Dalam suatu gugatan, petitum merupakan salah satu syarat formil yang wajib ada pada formulasi gugatan agar gugatan dikatakan sah dan tidak mengandung cacat formil. Petitum gugatan memuat pokok tuntutan penggugat berupa deskripsi yang jelas dan menyebut serta merincikan satu per satu dalam bagian akhir gugatan mengenai hal-hal apa saja yang menjadi pokok tuntutan penggugat yang harus dinyatakan dan dibebankan kepada tergugat.

Singkatnya, petitum gugatan berisi permohonan kepada pengadilan agar menyatakan atau menetapkan hak-hak penggugat, atau menjatuhkan hukuman bagi tergugat, atau bahkan kepada kedua belah pihak.

Baca Juga: Implementasi Pasal 14 c KUHP dalam Putusan Mahkamah Agung

Sebagai pilar utama penegakan hukum, pengadilan hanya terbatas mengabulkan hal-hal yang diminta secara tegas dalam petitum gugatan. Meskipun penggugat mampu membuktikan suatu fakta atau hak yang telah dijelaskan secara rinci dalam posita gugatan, hal tersebut tetap tidak dapat dikabulkan oleh pengadilan jika tidak secara spesifik diminta atau dimohonkan dalam petitum.
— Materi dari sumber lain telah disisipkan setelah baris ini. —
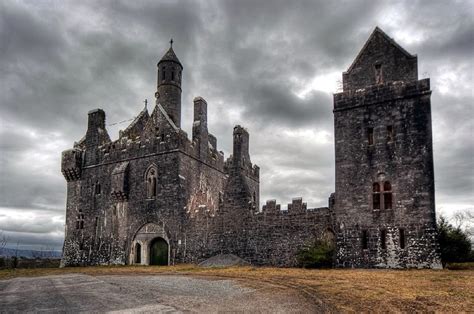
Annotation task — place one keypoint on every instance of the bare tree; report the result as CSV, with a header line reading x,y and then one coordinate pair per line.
x,y
464,219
Putusan hakim yang mengabulkan suatu hal yang tidak diminta atau melebihi apa yang diminta dalam petitum gugatan dianggap melanggar asas ultra petitum partium (ultra petita) yang ditentukan dalam Pasal 178 ayat (3) HIR juncto Pasal 189 ayat (3) RBg.

Putusan tersebut dalam doktrin hukum disebut mengandung ultra vires, yaitu bertindak melampaui batas kewenangan mengadili (beyond the power) dan oleh karenanya dianggap cacat hukum serta dapat dibatalkan oleh pengadilan yang tingkatnya lebih tinggi.

Pertanyaannya adalah, apakah terdapat pengecualian bagi hakim untuk mengabulkan petitum yang tidak secara eksplisit diminta atau dimohonkan oleh penggugat dalam gugatannya sehingga tidak secara otomatis dikatakan sebagai putusan yang melanggar asas ultra petita?

Ketentuan hukum dalam Pasal 178 ayat (1) HIR juncto Pasal 189 ayat (1) RBg menyatakan bahwa hakim karena jabatannya wajib mencukupkan segala alasan hukum atau menambah dasar-dasar hukum yang tidak dikemukakan oleh pihak-pihak.

Ketentuan ini dapat menjadi dasar bagi hakim untuk mengabulkan petitum yang tidak secara eksplisit diminta oleh penggugat dalam gugatannya, asalkan terdapat norma hukum yang secara eksplisit mewajibkan hakim untuk mengabulkan hal tersebut.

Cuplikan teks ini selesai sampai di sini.